Applied Clinical Trials Online hat in dieser Woche einen ACT Brief veröffentlicht, der Anforderungen an AI Literacy in Studienökosystemen, den Anpassungsdruck auf CRO-Betriebsmodelle durch agentische KI und Plattformkooperationen in der Impfstoff- und Antikörperentwicklung adressiert. Parallel erscheinen Beiträge zum Translationspfad von der Target-Validierung bis zur klinischen Wirkung sowie zur Studien- und Transparenzlage in der Cannabinoid-Forschung. Aus pharmakologischer Bewertungsperspektive interessieren dabei weniger die Schlagworte als die dokumentierten methodischen Standards und primären Endpunkte.
ACT Brief: AI Literacy und CRO-Modelle unter Agentic-AI-Druck
Applied Clinical Trials Online bündelt in dem vorliegenden ACT Brief drei operative Themenfelder.
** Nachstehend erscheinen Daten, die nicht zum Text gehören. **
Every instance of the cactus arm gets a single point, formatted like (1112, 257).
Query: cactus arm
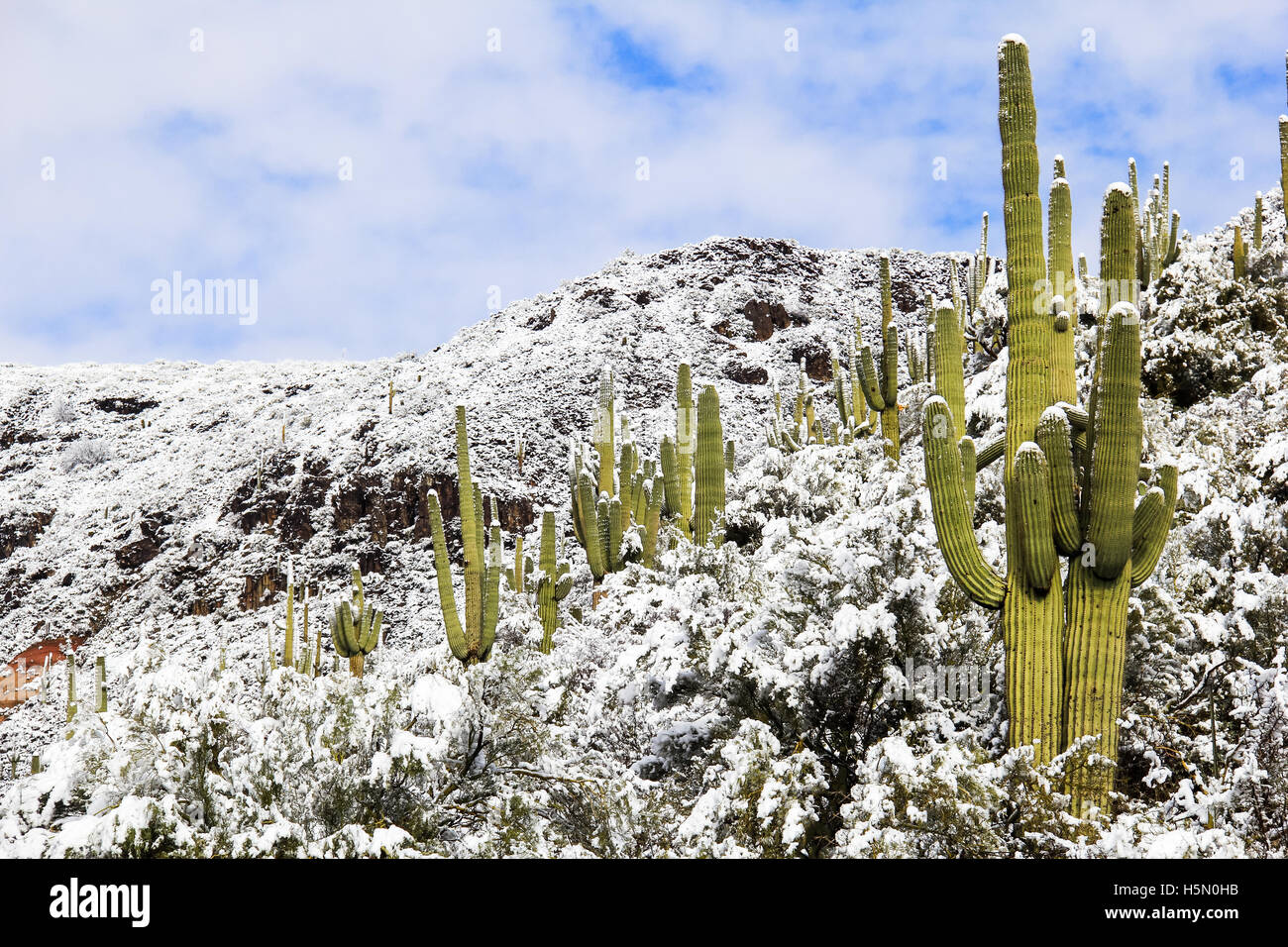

Erstens: die Voraussetzungen für AI Literacy in klinischen Studienökosystemen, also der Nachweis computergestützter Kompetenz auf Studien- und Sponsor-Seite. Zweitens: der Anpassungsdruck auf Betriebsmodelle von CROs durch den Einsatz agentischer KI, der bestehende Abläufe in Monitoring, Datenmanagement und Reporting verändert. Drittens: Plattformkooperationen in der Impfstoff- und Antikörperentwicklung. Der verfügbare Ausschnitt enthält keine quantifizierten Empfehlungen, keine Schwellenwerte und keine Outcome-Daten. Eine pharmakologische Bewertung setzt daher den Vollzugang zu Originaltext voraus, insbesondere zu Aussagen über regulatorische Dokumentationsanforderungen, Datenintegrität und Auditierbarkeit.
Ask the Expert: Translationspfad von Discovery zu klinischer Wirkung
Technology Networks kündigt für diese Woche ein Ask-the-Expert-Format mit Dr. Stella Vnook an, deren Profil laut Veranstaltungstext mehr als 30 Jahre Tätigkeit in Biotech und Pharma umfasst. Die Sitzung behandelt nach Programmbeschreibung Bewertung der Target-Validierung, Einschätzung der Entwicklungsmachbarkeit, regulatorische Strategie, Herstellungsfragen sowie die sich wandelnden Bedürfnisse von Patient und Markt. Das Format positioniert sich als Vorschau auf „Advances in Drug Discovery & Development 2026". Laut Ankündigung sollen Teams befähigt werden, wissenschaftliches Potenzial gegen praktische Entwicklungsrisiken abzuwägen und Programmentscheidungen evidenzbasiert zu treffen. Eine unabhängige Bewertung der vorgestellten Methodik ist erst nach Vorlage der Transkripte oder der begleitenden Veröffentlichungen möglich.
Cannabis- und Cannabinoid-Studien 2026
The Marijuana Herald kündigt einen Überblick zu mehr als 30 klinischen Studien zu Cannabis und Cannabinoiden an, die im laufenden Jahr 2026 veröffentlicht wurden. Der verfügbare Ausschnitt liefert weder Studienendpunkte, Substanzspezifika noch Kohortengrößen, sodass eine Effektgrößen-basierte Einordnung derzeit nicht möglich ist. Cannabis Equipment News formuliert in einem parallelen Beitrag die Erwartung, dass sich die Cannabisbranche auf höhere Anforderungen an Patientenedukation, klinische Glaubwürdigkeit und Transparenz einstellen müsse. Aus pharmakologischer Sicht relevant sind dokumentierte Standardisierung der Darreichungsformen, Bioverfügbarkeitsdaten sowie die Konsistenz primärer Endpunktdefinitionen über die genannten Studien hinweg.
Was zu verfolgen ist
Die Konvergenz dieser vier Beiträge liegt in der Frage, wie sich Anforderungen an Datenintegrität, regulatorische Belastbarkeit und Patientenzentrierung unter dem Einfluss von KI und neuen Wirkstoffplattformen verändern. Belastbare Aussagen zu Konfidenzintervallen, Number Needed to Treat oder vergleichbaren Effektgrößen lassen sich aus den vorliegenden Ausschnitten nicht ableiten. Eine methodische Bewertung erfordert jeweils den Volltext der Originalbeiträge.